Perhaps unpopular opinion but I think the tech is more than good enough that I think most cars should be autonomous already. However the reason I think there isn't is because public perception, regulation, changing tradition is hard, and peoples acceptable safety.

It seems like most would rather wait until autonomous cars are way better than human drivers while not truly acknowledging most human drivers are awful. Sure I dont want people hurt or killed but I think it could have made more progress in prod so to speak.


> However the reason I think there isn't is because public perception, regulation, changing tradition is hard, and peoples acceptable safety.

No, the reason is that for city driving there is no system that is even close to navigating typical driving problems that humans encounter multiple times on a daily basis. There are plenty of videos of self driving cars flummoxed by basic road obstacles.

What people like you call “edge cases” are actually common occurrences.

If you think any non geofenced system is close to average human level competence you are simply deluded.


I don’t agree with the gp, but humans, in my tiny village, drive into shit every single day. We just don’t accept that from self driving cars, but we do from humans because it’s normal.

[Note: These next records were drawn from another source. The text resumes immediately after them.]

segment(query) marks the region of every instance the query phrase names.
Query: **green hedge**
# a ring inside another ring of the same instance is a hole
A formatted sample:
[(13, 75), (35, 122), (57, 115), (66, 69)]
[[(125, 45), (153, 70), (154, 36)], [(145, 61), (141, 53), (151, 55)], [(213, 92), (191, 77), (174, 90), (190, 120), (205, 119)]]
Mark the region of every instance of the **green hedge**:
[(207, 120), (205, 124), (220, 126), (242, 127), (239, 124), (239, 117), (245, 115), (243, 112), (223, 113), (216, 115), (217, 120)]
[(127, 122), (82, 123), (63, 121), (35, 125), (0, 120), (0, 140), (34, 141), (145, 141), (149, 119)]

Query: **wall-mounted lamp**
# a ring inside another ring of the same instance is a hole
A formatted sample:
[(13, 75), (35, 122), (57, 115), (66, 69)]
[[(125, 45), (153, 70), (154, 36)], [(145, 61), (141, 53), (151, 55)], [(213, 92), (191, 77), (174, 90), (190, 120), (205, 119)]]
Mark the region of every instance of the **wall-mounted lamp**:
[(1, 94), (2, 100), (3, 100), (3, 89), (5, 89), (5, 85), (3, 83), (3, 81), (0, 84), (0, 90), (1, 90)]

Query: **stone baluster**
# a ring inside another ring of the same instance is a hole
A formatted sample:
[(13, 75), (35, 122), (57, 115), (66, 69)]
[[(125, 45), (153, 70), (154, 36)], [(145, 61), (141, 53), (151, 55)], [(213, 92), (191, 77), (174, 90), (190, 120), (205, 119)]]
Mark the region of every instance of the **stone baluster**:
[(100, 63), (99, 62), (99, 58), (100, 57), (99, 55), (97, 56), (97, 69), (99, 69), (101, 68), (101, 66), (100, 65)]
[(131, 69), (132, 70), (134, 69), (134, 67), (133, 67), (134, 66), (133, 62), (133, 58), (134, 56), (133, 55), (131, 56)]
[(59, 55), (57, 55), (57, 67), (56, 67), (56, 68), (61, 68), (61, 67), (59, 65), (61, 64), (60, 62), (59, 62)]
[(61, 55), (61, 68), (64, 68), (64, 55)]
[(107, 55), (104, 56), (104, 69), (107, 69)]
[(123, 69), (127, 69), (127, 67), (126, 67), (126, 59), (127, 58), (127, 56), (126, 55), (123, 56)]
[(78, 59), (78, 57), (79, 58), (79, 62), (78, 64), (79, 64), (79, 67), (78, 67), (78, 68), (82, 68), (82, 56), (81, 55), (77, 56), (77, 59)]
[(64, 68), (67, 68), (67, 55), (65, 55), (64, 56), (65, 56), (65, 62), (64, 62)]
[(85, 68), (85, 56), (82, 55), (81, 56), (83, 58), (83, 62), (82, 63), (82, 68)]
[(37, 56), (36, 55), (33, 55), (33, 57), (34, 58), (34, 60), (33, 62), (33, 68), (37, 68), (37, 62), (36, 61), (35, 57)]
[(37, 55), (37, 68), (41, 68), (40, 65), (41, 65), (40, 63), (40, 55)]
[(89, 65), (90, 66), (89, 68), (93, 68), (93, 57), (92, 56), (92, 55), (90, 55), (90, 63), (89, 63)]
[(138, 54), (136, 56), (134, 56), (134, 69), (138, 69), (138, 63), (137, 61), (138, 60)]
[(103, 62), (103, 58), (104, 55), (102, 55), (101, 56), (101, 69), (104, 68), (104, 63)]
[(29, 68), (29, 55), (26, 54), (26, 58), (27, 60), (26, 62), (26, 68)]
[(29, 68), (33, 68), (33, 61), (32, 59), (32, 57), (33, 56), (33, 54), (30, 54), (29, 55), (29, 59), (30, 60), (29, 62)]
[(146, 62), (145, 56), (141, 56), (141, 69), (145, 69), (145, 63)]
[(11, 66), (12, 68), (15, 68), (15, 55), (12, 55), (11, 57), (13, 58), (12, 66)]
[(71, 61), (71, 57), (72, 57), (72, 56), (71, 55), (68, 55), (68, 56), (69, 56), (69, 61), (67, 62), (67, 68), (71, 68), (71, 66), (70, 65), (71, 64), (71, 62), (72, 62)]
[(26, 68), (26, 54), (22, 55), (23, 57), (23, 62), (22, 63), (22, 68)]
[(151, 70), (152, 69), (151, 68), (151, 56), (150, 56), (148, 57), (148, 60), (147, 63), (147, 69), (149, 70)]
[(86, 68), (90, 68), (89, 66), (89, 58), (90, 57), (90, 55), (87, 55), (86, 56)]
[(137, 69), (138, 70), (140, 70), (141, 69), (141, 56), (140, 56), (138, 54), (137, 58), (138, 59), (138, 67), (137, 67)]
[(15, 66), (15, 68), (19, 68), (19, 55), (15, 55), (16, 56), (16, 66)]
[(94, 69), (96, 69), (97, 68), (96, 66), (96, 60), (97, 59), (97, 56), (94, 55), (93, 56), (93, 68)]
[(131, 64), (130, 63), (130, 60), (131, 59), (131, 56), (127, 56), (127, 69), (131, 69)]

Do they make catastrophuc errors like mistake back of a semi for an underpass?

Do they stop in front of a cardboard box and just stand there for minutes?


Human drivers drive into other people all the time, whether due to intoxication, tiredness, or just outright not paying attention. I know two people that have gotten rear-ended at a stoplight by another driver going >40mph. One of them was drunk. The other claimed to not be paying attention and otherwise seemed sober.

Likewise, plenty of people just stop paying attention and read their phones ... idling at intersections much much longer than necessary. Or drive stoned and drive around at ridiculously slow speeds.


Your assumptions are just wrong. Currently, self driving cars are much worse than humans. Invest some time and do the research. It's appalling how misleading sources like Tesla PR are.


> People have been historically notoriously bad at predicting how good AI/technology will be in 5-10 years time.

Taking the people who are most incentivized to overhype things to get clicks and/or funding as the consensus view is maybe not the best take here.

If you looked at people in general or engineers in general and looked at the median predicted timeframe, it would've probably been much more conservative.